Al ver la reacción de Ramón, el muerto en vida extendió una mano cubierta por un guante de cuero y le tocó el pecho. Ramón calló desmayado y el charro negro desapareció.
Con trabajos, el joven sacerdote lo llevó a su casa, donde falleció dos días después».
Si el primer relato había puesto mis nervios de punta, no puedo describir lo que esta segunda leyenda hizo en todo mi cuerpo. Afortunadamente, el anciano sacerdote me acompañó hasta donde estaban estacionados los autobuses y encontré rápidamente aquel en el que había llegado a Peña de Bernal y a lo lejos vi al grupo que ya se acercaba a montarse en el transporte.

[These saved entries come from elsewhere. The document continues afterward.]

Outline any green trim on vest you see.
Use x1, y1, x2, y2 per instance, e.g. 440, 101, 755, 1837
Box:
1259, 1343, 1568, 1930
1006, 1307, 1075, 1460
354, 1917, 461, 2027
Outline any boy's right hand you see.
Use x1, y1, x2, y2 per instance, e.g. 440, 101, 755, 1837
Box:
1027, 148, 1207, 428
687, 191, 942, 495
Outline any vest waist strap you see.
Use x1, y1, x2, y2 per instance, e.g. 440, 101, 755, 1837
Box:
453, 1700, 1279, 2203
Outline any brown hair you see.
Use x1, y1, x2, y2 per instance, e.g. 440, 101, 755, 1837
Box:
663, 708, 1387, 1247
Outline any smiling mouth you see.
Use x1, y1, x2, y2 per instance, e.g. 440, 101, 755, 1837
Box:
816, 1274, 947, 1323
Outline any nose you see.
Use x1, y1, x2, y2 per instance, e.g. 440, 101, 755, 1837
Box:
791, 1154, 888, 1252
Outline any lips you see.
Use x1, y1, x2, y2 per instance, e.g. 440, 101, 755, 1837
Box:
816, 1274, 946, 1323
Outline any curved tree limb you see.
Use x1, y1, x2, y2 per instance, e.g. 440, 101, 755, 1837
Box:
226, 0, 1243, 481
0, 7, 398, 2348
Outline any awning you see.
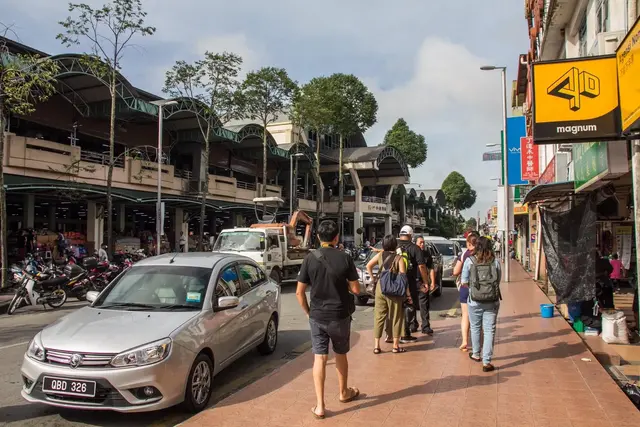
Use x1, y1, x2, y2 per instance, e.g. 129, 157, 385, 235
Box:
523, 181, 576, 205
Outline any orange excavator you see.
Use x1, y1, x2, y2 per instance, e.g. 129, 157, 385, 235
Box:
250, 210, 313, 249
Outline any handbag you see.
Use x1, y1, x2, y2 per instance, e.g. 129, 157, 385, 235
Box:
312, 250, 356, 315
379, 255, 408, 298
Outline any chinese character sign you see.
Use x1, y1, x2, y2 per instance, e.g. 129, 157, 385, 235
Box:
520, 137, 539, 181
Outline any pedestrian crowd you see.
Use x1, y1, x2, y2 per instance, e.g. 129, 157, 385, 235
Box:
296, 220, 503, 418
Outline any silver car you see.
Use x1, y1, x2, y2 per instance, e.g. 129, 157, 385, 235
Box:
20, 253, 281, 413
422, 237, 462, 283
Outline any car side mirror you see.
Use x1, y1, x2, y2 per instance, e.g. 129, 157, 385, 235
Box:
214, 296, 240, 312
86, 291, 99, 303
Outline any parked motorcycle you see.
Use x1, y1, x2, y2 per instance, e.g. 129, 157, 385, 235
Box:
6, 270, 68, 315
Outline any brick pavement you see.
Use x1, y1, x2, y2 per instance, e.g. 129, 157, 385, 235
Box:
182, 262, 640, 427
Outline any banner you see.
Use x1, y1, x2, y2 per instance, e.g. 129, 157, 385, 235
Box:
507, 116, 527, 186
520, 137, 539, 181
617, 16, 640, 132
540, 196, 596, 304
483, 151, 502, 161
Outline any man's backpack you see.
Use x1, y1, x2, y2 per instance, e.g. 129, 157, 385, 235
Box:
379, 254, 408, 298
468, 256, 501, 302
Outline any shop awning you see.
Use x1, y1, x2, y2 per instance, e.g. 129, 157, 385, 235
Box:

Como pude me acerqué a ellos y comencé a escuchar algunas impresiones de los viajeros, pero lo que llamó mi atención fue que contaran que mientras caminaban se acercó a ellos un jinete vestido de charro, todo de negro – incluido el corcel que montaba – y los acompañó como protegiéndolos, mostrándose muy atento y servicial, incluso quiso que algunas señoritas se montaran en su caballo para que no se cansaran, pero ninguna accedió a su petición, por lo que el jinete se despidió cortésmente y siguió su camino, internándose en la oscura noche, sin que nadie volviera a verlo más adelante.
¿Casualidades?, ¿mitos?, o simplemente mi Visión Particular de una leyenda y algunas variaciones que cuentan sobre el Charro Negro.